My impression is that sticking normalization on all decodes could be pretty slow, however if we only need to normalize *when something gets expanded* it could be made relatively efficient... In theory we could optimize by only applying normalization on the individual bits that are expanded -- but we also need the preceding char(s) to deal with combining characters, which doesn't play nicely with the way it's currently implemented (preg_replace callbacks on individual char reference sequences). The ASCII breakdowns in the normalizer mean that an unoptimized call would still look relatively efficient for English, but could be *enormously* slow for non-Latin languages, especially Korean. (Korean is extra pain because every hangul character has to be unpacked into jamo and repacked.) Adding Unicode tracking bug 3969.
Doesn't the normalizer fall back to php_normal.so if available? If that's acceptably fast, then as a quick fix, decodeCharReferences() could do normalization if that's available and not otherwise. (Does Wikimedia use that?

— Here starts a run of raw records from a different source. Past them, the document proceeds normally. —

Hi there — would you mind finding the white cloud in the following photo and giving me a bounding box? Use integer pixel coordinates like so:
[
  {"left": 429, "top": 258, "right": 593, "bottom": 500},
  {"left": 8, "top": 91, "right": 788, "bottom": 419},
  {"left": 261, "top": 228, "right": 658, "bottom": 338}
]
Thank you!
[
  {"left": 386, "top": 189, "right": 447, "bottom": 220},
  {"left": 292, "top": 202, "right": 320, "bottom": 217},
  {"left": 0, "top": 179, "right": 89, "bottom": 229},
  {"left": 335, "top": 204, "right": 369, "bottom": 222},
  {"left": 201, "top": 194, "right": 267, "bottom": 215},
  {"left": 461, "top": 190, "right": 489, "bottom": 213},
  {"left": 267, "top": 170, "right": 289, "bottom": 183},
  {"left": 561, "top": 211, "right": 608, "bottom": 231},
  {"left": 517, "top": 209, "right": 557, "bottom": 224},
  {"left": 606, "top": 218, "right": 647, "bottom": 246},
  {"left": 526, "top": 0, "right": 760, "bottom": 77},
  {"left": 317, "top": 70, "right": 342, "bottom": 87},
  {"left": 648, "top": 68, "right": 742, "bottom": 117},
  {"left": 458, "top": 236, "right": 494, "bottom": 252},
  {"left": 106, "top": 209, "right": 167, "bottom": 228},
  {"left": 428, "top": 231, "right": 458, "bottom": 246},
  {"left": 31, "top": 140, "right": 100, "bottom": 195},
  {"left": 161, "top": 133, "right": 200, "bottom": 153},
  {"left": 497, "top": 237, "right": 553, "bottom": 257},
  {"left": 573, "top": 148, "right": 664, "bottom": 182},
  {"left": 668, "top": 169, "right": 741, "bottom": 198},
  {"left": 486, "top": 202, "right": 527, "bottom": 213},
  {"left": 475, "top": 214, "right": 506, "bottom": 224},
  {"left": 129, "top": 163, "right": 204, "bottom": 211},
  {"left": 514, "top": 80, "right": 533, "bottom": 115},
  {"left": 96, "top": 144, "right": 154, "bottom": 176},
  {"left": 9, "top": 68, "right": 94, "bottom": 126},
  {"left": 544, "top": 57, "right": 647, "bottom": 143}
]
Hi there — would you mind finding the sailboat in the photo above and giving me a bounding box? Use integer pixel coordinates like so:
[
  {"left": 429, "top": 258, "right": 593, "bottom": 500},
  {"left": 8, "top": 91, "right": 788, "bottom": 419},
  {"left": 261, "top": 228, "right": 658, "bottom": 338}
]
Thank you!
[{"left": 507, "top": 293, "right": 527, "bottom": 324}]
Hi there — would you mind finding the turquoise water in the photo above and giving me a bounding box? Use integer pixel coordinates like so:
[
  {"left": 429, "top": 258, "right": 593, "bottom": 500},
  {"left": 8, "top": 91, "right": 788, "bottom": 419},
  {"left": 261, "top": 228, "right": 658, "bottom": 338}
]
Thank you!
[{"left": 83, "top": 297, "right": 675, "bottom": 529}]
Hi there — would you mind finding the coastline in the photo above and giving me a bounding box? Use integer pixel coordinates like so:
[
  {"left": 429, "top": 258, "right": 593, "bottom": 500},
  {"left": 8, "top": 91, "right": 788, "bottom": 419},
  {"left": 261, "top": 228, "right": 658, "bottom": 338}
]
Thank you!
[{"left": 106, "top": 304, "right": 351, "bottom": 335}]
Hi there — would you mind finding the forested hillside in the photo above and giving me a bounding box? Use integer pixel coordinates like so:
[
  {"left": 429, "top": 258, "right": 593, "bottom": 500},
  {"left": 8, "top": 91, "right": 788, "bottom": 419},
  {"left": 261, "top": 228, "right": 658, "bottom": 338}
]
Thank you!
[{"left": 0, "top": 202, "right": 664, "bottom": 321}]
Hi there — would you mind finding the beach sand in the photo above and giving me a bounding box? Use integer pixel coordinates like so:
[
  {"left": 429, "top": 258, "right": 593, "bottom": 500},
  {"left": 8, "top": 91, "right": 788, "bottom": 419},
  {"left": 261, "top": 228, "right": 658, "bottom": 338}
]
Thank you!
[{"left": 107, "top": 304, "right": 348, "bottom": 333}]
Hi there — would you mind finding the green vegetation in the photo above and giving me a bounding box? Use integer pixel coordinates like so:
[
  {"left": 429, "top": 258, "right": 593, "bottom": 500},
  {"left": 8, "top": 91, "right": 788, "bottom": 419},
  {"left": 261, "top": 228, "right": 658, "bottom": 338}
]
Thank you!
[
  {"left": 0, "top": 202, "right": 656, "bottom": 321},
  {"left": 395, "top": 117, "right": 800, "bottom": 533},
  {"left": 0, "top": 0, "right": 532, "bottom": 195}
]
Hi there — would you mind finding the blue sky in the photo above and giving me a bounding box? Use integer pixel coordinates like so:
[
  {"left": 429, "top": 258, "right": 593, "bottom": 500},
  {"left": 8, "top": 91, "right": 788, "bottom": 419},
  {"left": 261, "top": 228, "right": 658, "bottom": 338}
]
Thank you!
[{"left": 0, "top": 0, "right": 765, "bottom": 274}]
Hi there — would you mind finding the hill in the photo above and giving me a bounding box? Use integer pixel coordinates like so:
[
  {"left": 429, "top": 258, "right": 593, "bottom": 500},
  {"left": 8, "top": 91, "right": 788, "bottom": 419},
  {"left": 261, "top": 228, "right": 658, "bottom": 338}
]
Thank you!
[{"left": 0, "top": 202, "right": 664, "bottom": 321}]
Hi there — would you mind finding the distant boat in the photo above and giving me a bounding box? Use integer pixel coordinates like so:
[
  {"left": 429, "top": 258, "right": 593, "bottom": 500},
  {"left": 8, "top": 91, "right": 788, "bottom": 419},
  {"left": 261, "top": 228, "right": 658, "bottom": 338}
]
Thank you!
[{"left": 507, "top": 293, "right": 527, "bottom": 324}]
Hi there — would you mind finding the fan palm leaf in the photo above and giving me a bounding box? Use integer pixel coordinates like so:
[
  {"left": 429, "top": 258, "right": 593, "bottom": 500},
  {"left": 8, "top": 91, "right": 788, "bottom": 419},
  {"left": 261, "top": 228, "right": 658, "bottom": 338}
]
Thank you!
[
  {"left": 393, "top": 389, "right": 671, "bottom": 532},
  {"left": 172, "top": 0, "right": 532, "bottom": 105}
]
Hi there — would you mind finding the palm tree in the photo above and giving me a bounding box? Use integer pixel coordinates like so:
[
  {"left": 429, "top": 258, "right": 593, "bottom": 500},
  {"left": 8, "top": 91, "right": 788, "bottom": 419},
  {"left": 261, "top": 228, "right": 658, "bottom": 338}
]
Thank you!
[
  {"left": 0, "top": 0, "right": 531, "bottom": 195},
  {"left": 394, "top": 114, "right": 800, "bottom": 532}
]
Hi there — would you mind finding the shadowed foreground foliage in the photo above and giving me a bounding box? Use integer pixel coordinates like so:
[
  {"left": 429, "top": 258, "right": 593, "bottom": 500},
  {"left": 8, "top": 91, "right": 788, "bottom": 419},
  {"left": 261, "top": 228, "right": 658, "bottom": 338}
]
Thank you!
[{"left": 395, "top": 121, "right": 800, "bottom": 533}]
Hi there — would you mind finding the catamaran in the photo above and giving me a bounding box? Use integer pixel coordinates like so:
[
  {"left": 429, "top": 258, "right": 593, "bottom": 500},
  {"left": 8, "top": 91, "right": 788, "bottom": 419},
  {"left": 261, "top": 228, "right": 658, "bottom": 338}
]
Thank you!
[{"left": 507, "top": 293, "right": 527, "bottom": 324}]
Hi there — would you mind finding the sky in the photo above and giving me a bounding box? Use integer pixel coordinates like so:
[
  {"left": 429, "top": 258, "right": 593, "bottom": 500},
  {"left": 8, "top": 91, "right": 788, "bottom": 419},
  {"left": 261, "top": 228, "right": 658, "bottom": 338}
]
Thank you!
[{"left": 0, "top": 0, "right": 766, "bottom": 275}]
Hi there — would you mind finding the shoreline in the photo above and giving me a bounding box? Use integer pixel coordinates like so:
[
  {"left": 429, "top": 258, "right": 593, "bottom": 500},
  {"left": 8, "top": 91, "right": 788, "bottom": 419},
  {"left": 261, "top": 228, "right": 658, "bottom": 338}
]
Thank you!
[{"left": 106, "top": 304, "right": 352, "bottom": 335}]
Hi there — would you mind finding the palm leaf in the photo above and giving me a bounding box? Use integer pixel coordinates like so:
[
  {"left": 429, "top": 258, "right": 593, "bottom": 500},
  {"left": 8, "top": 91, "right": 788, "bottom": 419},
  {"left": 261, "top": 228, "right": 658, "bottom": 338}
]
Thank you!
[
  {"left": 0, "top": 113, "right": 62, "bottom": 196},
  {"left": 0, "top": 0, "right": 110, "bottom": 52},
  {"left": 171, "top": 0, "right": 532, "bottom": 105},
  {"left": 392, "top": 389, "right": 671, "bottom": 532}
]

It's mentioned in includes/normal/README.)
*** Bug 19451 has been marked as a duplicate of this bug. ***
&'s in links are incredibly rare (838/11370705 on enwiktionary, 248/7144150 on kowiktionary - approximately 0.005%) - a naive count which includes anything in a [[ ]], i.e. categories, images and interwikis, while excluding anything that a template might add. I have thus implemented (r64283) the only normalize *when something gets expanded* option from brion above, it is possible that additional checks could be added, but it seems likely they would slow down the 99.99% of cases where no expansion is needed.